Silo Finance

Silo Finance Dynamic Kink Model

Cantina Security Report

Organization

@Silo-Finance

Engagement Type

Cantina Reviews

Period

-

Repositories

GitHubsilo-finance/silo-contracts-v2

Researchers

Rikard Hjort

Kankodu

Findings

High Risk

1 findings

1 fixed

0 acknowledged

Medium Risk

1 findings

1 fixed

0 acknowledged

Informational

2 findings

2 fixed

0 acknowledged

High Risk1 finding

  1. Missing access control on getCompoundInterestRateAndUpdate()

    State

    Fixed

    https://github.com/silo-finance/silo-contracts-v2/commit/3608d589853042d0851229cb1272890f34d9dc3f

    Severity

    Severity: High

    ≈

    Likelihood: High

    ×

    Impact: High

    Submitted by

    Rikard Hjort

    Description

    As per the documentation, getCompoundInterestRateAndUpdate() should only be callable by its Silo. However, this is not enforced. In addition, the function accepts any debt/collateral parameters given by the caller. The function updates the k value. In effect, this means that anyone can modify the k value arbitrarily. The Silo will still update it according to current utilization, but the dynamic model is based on moving the k value up and down from its current value to optimize utilization, and with the current bug, the initial k is almost infinitely controllable by an attacker.

    Impact Explanation

    The interest rate is a central part of the correct functioning of the protocol and the main feature of the dynamic kink model, which is the scope of this audit.
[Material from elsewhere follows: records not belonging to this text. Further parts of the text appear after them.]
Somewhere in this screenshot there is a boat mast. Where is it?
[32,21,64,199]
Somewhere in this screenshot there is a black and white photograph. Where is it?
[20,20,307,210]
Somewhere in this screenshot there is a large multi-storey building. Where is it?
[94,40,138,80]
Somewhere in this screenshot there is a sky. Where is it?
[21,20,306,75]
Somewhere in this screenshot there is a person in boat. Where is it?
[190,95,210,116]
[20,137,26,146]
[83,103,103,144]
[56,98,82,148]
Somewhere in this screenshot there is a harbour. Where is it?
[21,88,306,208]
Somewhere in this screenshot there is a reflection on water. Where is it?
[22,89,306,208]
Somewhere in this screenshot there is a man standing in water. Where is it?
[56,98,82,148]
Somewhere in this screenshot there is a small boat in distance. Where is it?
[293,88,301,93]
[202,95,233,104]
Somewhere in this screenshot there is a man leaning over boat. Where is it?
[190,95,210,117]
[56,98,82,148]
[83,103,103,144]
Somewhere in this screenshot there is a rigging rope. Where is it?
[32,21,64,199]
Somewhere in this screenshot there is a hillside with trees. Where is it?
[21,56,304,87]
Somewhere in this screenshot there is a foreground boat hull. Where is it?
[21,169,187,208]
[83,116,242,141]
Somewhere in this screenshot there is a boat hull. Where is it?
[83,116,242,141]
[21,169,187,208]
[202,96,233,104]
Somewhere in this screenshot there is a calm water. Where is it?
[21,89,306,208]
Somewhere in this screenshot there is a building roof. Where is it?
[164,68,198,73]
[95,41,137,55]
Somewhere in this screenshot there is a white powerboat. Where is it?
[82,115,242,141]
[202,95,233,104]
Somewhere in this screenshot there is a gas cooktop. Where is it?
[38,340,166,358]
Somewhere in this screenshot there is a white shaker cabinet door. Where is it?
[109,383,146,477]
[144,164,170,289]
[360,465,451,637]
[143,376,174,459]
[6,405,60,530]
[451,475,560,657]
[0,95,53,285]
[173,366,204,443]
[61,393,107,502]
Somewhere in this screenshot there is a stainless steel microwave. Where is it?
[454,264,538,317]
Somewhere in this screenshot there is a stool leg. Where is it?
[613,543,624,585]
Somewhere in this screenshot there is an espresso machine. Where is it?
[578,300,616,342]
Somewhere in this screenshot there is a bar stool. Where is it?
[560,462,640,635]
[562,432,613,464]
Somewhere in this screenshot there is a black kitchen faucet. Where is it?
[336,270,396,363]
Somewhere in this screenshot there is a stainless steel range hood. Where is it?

This bug undermines the model and gives anyone the ability to move the derivative for interest rates according to their own best interest. k can be set to 0 (by giving invalid inputs, e.g. ones that don't fit in a uint128) or any value between kmin and kmax.

    Likelihood Explanation

    Anyone can call the function at any time with no privileges.

    Proof of Concept

    The following test can be used to experiment with possible manipulations.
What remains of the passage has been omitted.